The Unheard Voices of Kingsway

Students feel unsafe in their Kingsway “family”

As a school,  the Kingsway population prides itself on being inclusive and accommodating. Our community puts heavy stress on anti-bullying campaigns such as the “see something, say something” slogan.  The saying makes sense, but not all students have confidence that something can actually be done to stop the insulting and intimidating behavior of some students.

There is a major problem occurring in Kingsway that many overlook: the treatment of those because of their clothes. These issues, specifically regarding harassment of people who have more alternative dressing or people who simply dress differently than what is perceived as “normal,” are not spoken about. The ridicule these students face is so normalized that alternative dressing people just “expect it.”  Some students were willing to talk about their feelings openly, while others wanted anonymity.

 Junior Samuel Fein stated “The school literally does nothing.. They will do everything for someone else but if it’s us they will do nothing and you can’t really do anything because it’s the head of the school.” The fact that a certain portion of our student body feels so underrepresented is, in a word, hypocritical of everything we claim that we pride ourselves in. The titles of “a family” or statement of ‘in this together” do not quite fit when some of our so-called “family” live in a constant state of anxiety and fear just simply walking through campus.

“Literally when we walk past the front of the bleachers people bark at us… We have had people throw stuff at us at lunch,” continued student Xen Polk.

“Kingsway I feel like is one of those places where it’s like half and half like it’s not like very umm.. easy to find the halfway point. It’s either you’re super on one side or you’re super on the other so… but yeah I know a lot of people that that stuff happens to a lot,” added junior Gabbie Lunt.

As a school, we are a very divided population whether it be politically,  honestly, or morally. While it is impossible to all collectively agree on every single principle of life, the one concept that it is crucial to agree upon is respect.

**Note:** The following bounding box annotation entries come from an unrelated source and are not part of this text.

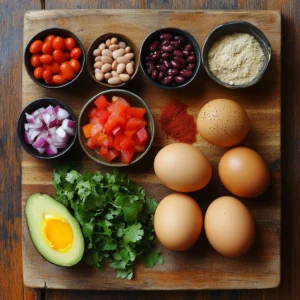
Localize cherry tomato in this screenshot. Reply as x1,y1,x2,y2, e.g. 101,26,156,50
64,51,70,61
43,70,53,84
52,36,65,50
60,61,75,80
43,61,60,74
53,50,66,63
69,58,81,73
30,54,42,67
40,54,53,65
70,47,82,59
65,38,76,51
53,75,67,85
33,67,44,79
42,42,53,54
29,40,43,54
44,34,55,43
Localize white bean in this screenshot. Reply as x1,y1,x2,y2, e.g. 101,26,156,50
104,72,112,80
101,64,111,74
117,64,126,74
113,48,125,59
109,44,119,51
94,61,103,69
95,72,104,81
110,37,118,44
125,46,131,54
126,63,134,75
107,77,122,85
119,74,130,82
101,56,113,64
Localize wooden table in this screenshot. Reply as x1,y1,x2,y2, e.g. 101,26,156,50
0,0,300,300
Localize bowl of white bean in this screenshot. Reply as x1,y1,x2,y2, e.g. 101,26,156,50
87,32,140,87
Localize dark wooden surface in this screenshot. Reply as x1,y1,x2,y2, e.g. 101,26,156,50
0,0,300,300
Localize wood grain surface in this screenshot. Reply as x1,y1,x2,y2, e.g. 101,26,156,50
0,0,300,300
22,10,281,290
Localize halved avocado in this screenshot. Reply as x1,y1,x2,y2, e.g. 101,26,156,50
25,194,84,267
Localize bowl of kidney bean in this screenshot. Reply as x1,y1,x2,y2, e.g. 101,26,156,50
24,27,86,89
140,28,201,89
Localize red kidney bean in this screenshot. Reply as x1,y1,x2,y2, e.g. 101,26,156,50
184,44,193,52
174,35,185,43
148,64,155,75
174,50,184,58
151,70,158,81
163,60,172,69
161,40,170,46
150,41,160,52
159,33,173,40
171,60,182,69
157,71,165,81
186,55,196,63
161,52,173,60
161,76,174,85
174,76,185,84
186,64,196,70
161,45,174,52
167,69,179,76
174,56,186,66
180,70,193,78
156,65,167,73
182,50,190,57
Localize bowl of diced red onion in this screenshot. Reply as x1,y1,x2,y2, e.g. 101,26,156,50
18,98,77,159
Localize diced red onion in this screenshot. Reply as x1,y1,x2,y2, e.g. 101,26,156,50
24,105,76,156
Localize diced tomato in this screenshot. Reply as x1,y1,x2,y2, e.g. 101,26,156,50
101,149,119,162
96,109,111,124
120,137,134,151
86,137,97,150
121,148,135,164
94,95,108,109
128,107,146,119
91,123,103,138
133,127,148,145
113,133,126,151
99,146,108,155
102,136,114,147
88,107,98,121
125,118,147,132
82,123,93,138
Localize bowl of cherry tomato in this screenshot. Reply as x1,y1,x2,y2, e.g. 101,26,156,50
24,28,86,88
78,89,155,167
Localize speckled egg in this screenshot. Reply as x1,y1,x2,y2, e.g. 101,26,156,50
197,99,250,147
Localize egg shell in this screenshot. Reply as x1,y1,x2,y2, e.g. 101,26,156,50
218,147,270,198
154,143,212,192
154,193,203,251
204,197,255,257
197,99,250,147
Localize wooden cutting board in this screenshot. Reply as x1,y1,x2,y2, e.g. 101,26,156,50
22,10,281,290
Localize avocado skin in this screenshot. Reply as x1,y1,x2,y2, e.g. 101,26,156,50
25,193,84,267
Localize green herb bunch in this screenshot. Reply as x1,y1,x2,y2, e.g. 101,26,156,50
54,169,163,279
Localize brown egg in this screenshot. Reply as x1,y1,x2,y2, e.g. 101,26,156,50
204,197,255,257
219,147,270,198
154,143,212,192
197,99,250,147
154,194,203,251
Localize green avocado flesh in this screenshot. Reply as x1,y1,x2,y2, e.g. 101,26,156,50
25,194,84,267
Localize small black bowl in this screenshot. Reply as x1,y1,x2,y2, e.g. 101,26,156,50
202,21,272,89
140,28,201,90
17,98,78,160
24,27,86,89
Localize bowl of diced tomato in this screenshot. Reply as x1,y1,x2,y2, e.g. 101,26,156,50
78,89,155,167
24,27,86,89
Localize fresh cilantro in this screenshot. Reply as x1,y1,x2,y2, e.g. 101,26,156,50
54,167,163,279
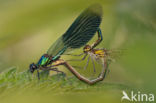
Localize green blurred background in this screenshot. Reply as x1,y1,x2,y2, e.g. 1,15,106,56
0,0,156,103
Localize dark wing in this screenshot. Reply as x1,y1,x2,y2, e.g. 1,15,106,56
47,4,102,56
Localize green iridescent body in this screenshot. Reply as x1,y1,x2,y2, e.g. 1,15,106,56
34,4,102,67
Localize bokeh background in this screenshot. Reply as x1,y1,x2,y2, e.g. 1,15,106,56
0,0,156,103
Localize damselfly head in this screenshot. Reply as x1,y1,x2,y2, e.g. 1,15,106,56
29,63,37,73
83,45,91,53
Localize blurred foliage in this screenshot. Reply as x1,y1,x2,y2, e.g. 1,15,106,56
0,0,156,103
0,68,135,103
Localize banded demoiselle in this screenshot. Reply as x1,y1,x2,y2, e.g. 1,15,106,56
30,4,106,84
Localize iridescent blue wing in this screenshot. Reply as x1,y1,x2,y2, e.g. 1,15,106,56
47,4,102,56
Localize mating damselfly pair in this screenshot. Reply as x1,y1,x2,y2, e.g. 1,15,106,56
30,4,120,84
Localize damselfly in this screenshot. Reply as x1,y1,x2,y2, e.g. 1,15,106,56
30,4,106,84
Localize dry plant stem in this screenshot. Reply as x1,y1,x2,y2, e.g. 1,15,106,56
56,59,107,85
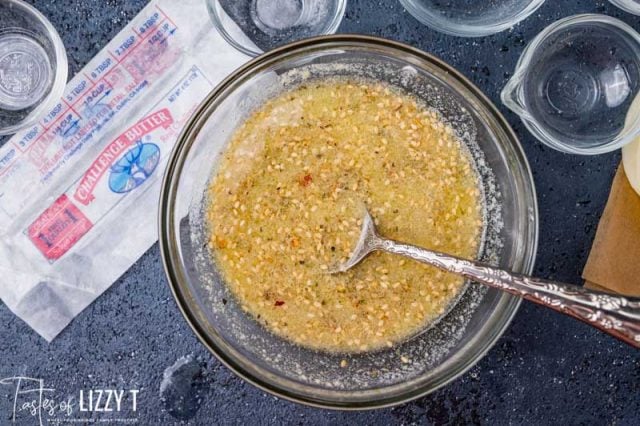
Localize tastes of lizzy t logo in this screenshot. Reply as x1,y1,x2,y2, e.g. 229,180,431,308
0,376,140,426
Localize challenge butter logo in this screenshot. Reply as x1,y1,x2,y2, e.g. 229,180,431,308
73,108,174,206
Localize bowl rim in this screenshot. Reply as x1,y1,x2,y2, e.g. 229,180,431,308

Yes, someone dressed differently than you. Yes, someone has different sexuality or different pronouns than you. Yes, someone looks different than you. But that doesn’t in any sense give you an invitation to make them feel uncomfortable with their own existence.“It’s kind of aggravating though because it seems like everyone just wants to like mess with you and like ruin your day just because you dress differently than them,” remarked student Dylan McCarthy. It’s time for some people to wake up and realize that it is 2021; people are people regardless of their gender identity, sexuality, race, style, regardless of anything. The fact that these aspects of human identity are still being discriminated against in a time when we have people traveling to space like it is normal is unbelievable. Both Kingsway and the world need to wake up and realize it isn’t the 1900s and there are people that don’t look like the status quo. 

Most importantly,  students, teachers, and staff in the community need to realize that is okay for people to express themselves in different attire or make-up as long it does not disrupt anyone’s learning.

However, to say the entire school population is ignorant is unfair, as there are many people in Kingsway who truly do care about the wellbeing of the entire student body. For instance, a student who chose to remain anonymous added “I have been saying a lot of negative stuff, but a teacher that is really supportive is Mrs. D, the art teacher”. Samuel Fain agreed, stating that “Mrs. D and Ms. Wescott are two really supportive teachers who have done literally nothing but try to respect us and make us feel comfortable. So if any kids want their pronouns changed or need help with anything I recommend that they to go to Mrs. D because she is so open about it- she’s such an ally and she runs the GSA here.”

There is still so much people as a school, as a society, as a world need to work out, but it is nice to know that there are people out there that support people for who they truly are.